The placenta is one of the more extraordinary developments during pregnancy (okay other than the baby). Underrated but essential to a baby's life and proper development, it is the source of nutrients and oxygen that give the baby everything she needs to grow and survive while in the womb. By the end of pregnancy, your placenta will have tripled in size to meet the baby's needs, but even so, from this point on, the baby will outweigh the placenta.
You probably started to feel the baby moving in your belly a couple of weeks ago. These movements will be slight at first and increase in frequency and intensity over time. Eventually, the limited space in your uterus will prevent rolling and turning movements. It will change to limited punches and kicks, but for now, enjoy the sensation of life forming and fluttering inside you.
With new activity and an increase in the size of your uterus, your belly might become a magnet for family, friends, and surprisingly even strangers. However, it is your belly, and if the touching and rubbing are unwanted, you should speak up and let others know it is your body and it's a hands-off situation.
In addition to your belly growing, you might start to notice your feet changing in size as well. Many pregnant women experience foot growth and need shoes about a half size larger than their pre-pregnancy footwear or even flip-flops.
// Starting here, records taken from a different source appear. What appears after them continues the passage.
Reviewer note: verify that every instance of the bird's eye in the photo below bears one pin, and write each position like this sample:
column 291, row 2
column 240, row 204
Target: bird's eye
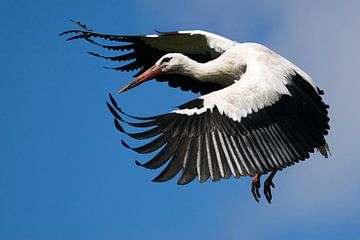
column 167, row 59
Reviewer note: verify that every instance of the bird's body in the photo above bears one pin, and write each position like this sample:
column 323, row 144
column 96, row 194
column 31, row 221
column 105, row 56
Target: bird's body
column 258, row 112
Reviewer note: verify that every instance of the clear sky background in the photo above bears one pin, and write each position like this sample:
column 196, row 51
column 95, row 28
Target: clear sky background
column 65, row 175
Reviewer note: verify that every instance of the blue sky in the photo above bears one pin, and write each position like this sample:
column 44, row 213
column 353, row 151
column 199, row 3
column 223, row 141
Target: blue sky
column 65, row 175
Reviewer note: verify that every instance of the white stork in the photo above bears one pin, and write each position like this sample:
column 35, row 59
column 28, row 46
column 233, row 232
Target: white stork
column 257, row 113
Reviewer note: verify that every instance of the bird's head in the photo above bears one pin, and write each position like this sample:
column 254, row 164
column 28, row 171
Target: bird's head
column 169, row 63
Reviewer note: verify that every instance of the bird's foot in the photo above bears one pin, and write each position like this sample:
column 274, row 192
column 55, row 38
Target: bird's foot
column 255, row 186
column 267, row 189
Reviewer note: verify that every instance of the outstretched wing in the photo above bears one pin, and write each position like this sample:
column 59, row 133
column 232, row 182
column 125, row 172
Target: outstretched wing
column 143, row 51
column 270, row 131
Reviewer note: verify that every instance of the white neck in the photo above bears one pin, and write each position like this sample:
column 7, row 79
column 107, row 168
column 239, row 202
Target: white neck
column 223, row 71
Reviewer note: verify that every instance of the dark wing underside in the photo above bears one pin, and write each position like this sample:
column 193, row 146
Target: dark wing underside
column 213, row 145
column 141, row 52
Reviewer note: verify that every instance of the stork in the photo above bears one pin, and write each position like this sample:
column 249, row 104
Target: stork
column 258, row 113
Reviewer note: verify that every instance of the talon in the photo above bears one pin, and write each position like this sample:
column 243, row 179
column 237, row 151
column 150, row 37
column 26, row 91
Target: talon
column 268, row 184
column 255, row 186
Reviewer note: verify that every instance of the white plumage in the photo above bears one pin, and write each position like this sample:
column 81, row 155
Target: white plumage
column 258, row 112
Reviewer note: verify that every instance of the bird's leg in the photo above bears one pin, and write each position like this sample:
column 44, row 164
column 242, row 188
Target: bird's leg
column 255, row 186
column 267, row 186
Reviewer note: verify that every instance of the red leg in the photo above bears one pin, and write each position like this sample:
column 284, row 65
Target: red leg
column 267, row 186
column 255, row 186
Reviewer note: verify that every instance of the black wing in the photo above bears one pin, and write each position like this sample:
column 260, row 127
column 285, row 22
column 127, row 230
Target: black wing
column 143, row 51
column 213, row 145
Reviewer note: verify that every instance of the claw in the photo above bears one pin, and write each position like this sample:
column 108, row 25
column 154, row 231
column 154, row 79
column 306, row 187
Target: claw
column 268, row 184
column 255, row 186
column 267, row 189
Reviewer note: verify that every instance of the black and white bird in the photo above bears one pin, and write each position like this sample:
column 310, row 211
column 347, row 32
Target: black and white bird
column 258, row 113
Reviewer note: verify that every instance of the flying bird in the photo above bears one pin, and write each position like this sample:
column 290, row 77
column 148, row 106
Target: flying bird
column 257, row 112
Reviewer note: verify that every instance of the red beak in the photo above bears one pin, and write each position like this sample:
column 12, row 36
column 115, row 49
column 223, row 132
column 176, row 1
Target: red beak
column 145, row 76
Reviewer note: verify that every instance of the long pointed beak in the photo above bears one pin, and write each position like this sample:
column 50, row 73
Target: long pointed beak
column 145, row 76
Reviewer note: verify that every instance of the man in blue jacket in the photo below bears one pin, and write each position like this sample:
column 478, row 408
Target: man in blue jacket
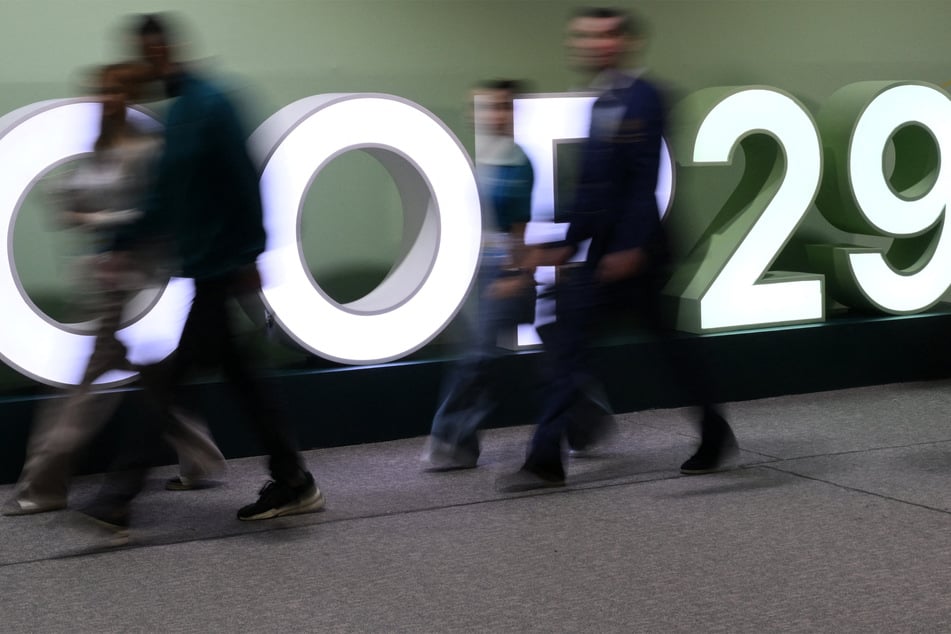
column 206, row 203
column 627, row 261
The hormone responsible for relaxing the tendons and ligaments in your pelvis to help them expand during childbirth is non-discriminatory. It will also impact other ligaments in your body, like those in your feet. As the ligaments loosen the bones, they hold together spread apart, and your feet will grow. If you add potential edema or swelling to the ligament stretching equation, you might end up with feet that look a lot like Fred Flintstone and will definitely need new shoes. Though the swelling will go away after birth, and your ligaments will tighten up, the spreading of the bones and new shoe size might be permanent.